One thing it didn't do for me, however, was get me introduced to any girls. Too much of a Provo date scene, the Comedy Sportz. Plus, nothing's sexier than a funny guy. The guy who sat in the booth at the back and played Ben Folds off the top of his head in between scenes? Not so much.

The story I'm about to tell is the one exception.

-----------------------------------

The club is pretty full tonight. Full of young lovers and less young lovers, of awkward freshmen on first dates and established couples who sit with relaxed postures and embrace after each laugh with an intimacy that makes me wince in jealousy and frustration.

I'm flying solo again, as I usually do when I play. I'm allowed a cast comp every so often, and sometimes I manage to convince a girl or a friend (never a girlfriend) to tag along, the prospect of free comedy and a minimum of required interaction with me just tantalizing enough to make it worth the effort. It always ends up awkward, though; the friend-person has to sit by themselves as I do my music business, and then I have to bid them farewell as they leave before the late show begins, to get on with the real activities they have planned for their Friday or Saturday night, the stuff they actually wanted to do in the first place.

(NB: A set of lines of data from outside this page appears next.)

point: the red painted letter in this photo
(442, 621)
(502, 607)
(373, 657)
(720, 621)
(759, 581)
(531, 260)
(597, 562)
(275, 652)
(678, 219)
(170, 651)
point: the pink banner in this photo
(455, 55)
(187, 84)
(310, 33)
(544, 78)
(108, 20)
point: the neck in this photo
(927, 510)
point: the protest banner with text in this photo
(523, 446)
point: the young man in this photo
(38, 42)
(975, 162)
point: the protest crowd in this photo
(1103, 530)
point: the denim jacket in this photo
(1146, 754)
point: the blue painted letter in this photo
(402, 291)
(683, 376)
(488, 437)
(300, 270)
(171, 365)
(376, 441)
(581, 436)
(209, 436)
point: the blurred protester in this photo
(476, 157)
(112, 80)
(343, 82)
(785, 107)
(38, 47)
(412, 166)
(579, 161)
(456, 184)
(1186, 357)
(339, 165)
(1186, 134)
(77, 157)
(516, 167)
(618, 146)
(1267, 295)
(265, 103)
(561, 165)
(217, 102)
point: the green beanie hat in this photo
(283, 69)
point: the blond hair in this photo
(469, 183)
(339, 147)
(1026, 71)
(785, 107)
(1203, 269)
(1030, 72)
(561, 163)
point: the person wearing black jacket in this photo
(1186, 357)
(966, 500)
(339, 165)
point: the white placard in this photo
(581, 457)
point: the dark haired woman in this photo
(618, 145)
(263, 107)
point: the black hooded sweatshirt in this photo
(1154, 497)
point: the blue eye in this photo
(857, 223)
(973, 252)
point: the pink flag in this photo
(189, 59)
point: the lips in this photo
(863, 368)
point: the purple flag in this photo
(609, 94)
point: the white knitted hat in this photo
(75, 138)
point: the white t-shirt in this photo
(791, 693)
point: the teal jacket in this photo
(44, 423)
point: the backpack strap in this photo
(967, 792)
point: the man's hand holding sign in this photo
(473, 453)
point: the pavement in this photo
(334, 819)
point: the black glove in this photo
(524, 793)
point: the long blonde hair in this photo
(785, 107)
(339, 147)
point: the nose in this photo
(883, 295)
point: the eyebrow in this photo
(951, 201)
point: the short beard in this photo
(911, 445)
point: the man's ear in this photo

So yeah, most nights are like this one, with me sitting on a woefully unstable office chair in the raised sound booth at the back of the theater, the Yamaha keyboard with the worn buttons in front of me, the sound guy on my left blaring out catchy, inoffensive pop mixes through the less-than-ideal speaker system.

-----------------------------------

It's frustrating, the being alone, because despite the self-deprecation I'm feeling way more confident than usual. It's late summer, and I'm preparing for my freshman year at BYU, and the thought of starting a completely new experience, especially one where no one in my classes will know my name or my power-nerd background or my ridiculously stunted romantic encounters, is exhilarating. I've even developed something of a new look for myself: product-filled hair that I would later come to associate with J.D. from Scrubs; my favorite white and green ringer T-shirt with the hand-drawn logo on it; wraparound shades with yellow lenses that make me look somewhere between Bono and a downhill skier but that I somehow manage to pull off, even indoors. They're ludicrous affectations, all of them, but they're MY affectations, and the fact that I enjoy them imbues me with an energy I rarely find in myself, and I know I need to roll with it for as long as I can.

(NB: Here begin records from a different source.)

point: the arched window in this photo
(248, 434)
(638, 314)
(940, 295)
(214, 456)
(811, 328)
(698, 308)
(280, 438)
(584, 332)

So with all this mojo working, I have no one to use it on, and this dampens my mood a little. But I know that soon the jokes will start flying, and I'll have opportunities to drop in bits of melody from whatever pop culture reference is made on stage (a feat that never fails to delight the actors in its off-the-cuff, by-ear alacrity), so I won't have too long to feel morose.

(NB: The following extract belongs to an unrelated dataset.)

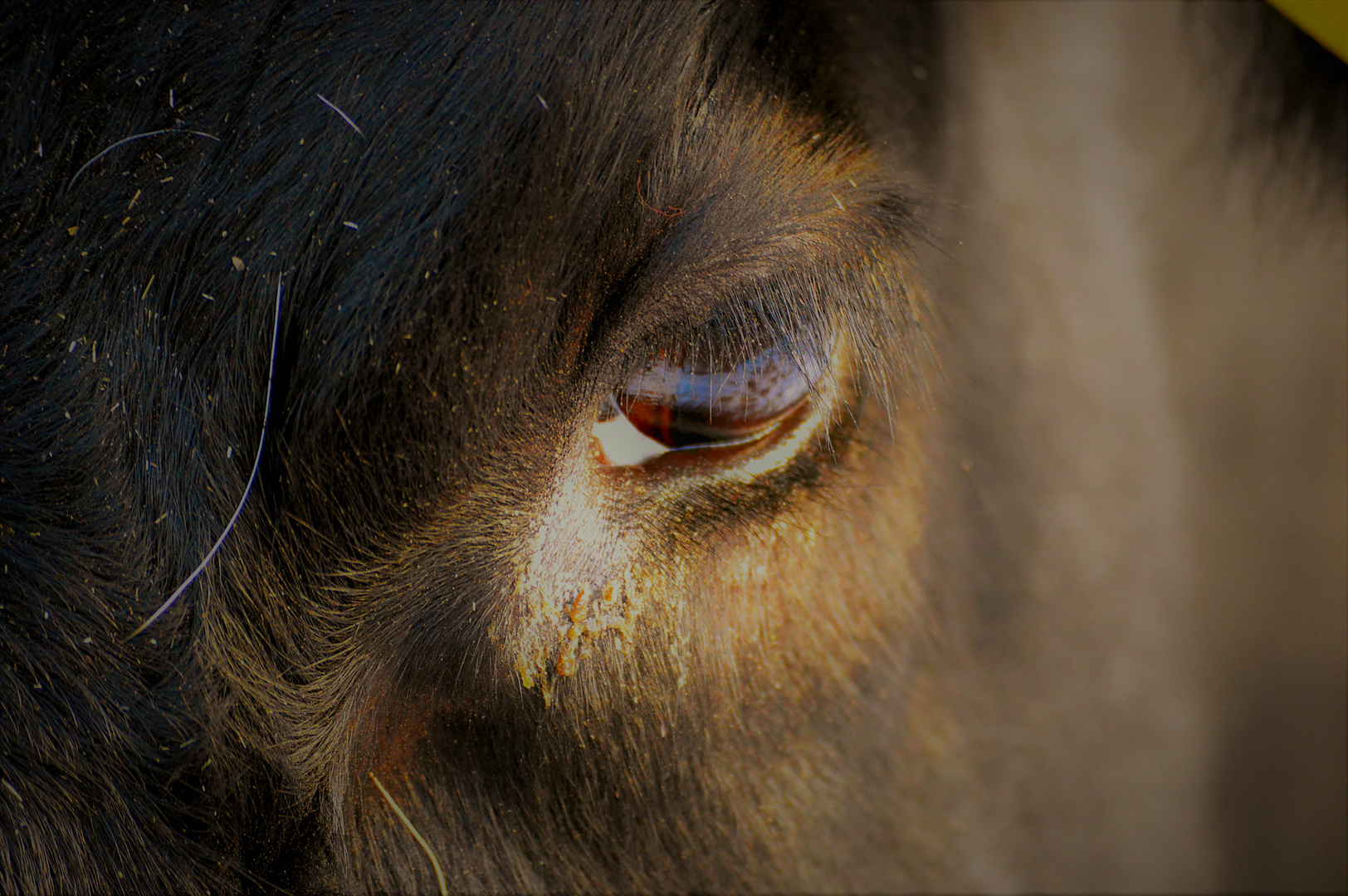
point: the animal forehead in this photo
(494, 164)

-----------------------------------

Near the end of the first half of the show, we catch each other looking.

She's with a group of girls, a last hurrah between friends or roommates before separating for the summer, perhaps. It's dark in the theater, but I can see her shoulder-length black hair tucked loosely behind her ears, and she has the kind of large dark eyes and open face that hold my attention.

For a second too long, in fact. Because she glances up towards the sound booth -- she's sitting in just the perfect part of the theater for this -- and our eyes meet for that tiniest sliver of time where you suddenly realize you've been staring, and she knows you've been staring, you both know, and no amount of shuffling or pushing buttons or looking busy can hide it.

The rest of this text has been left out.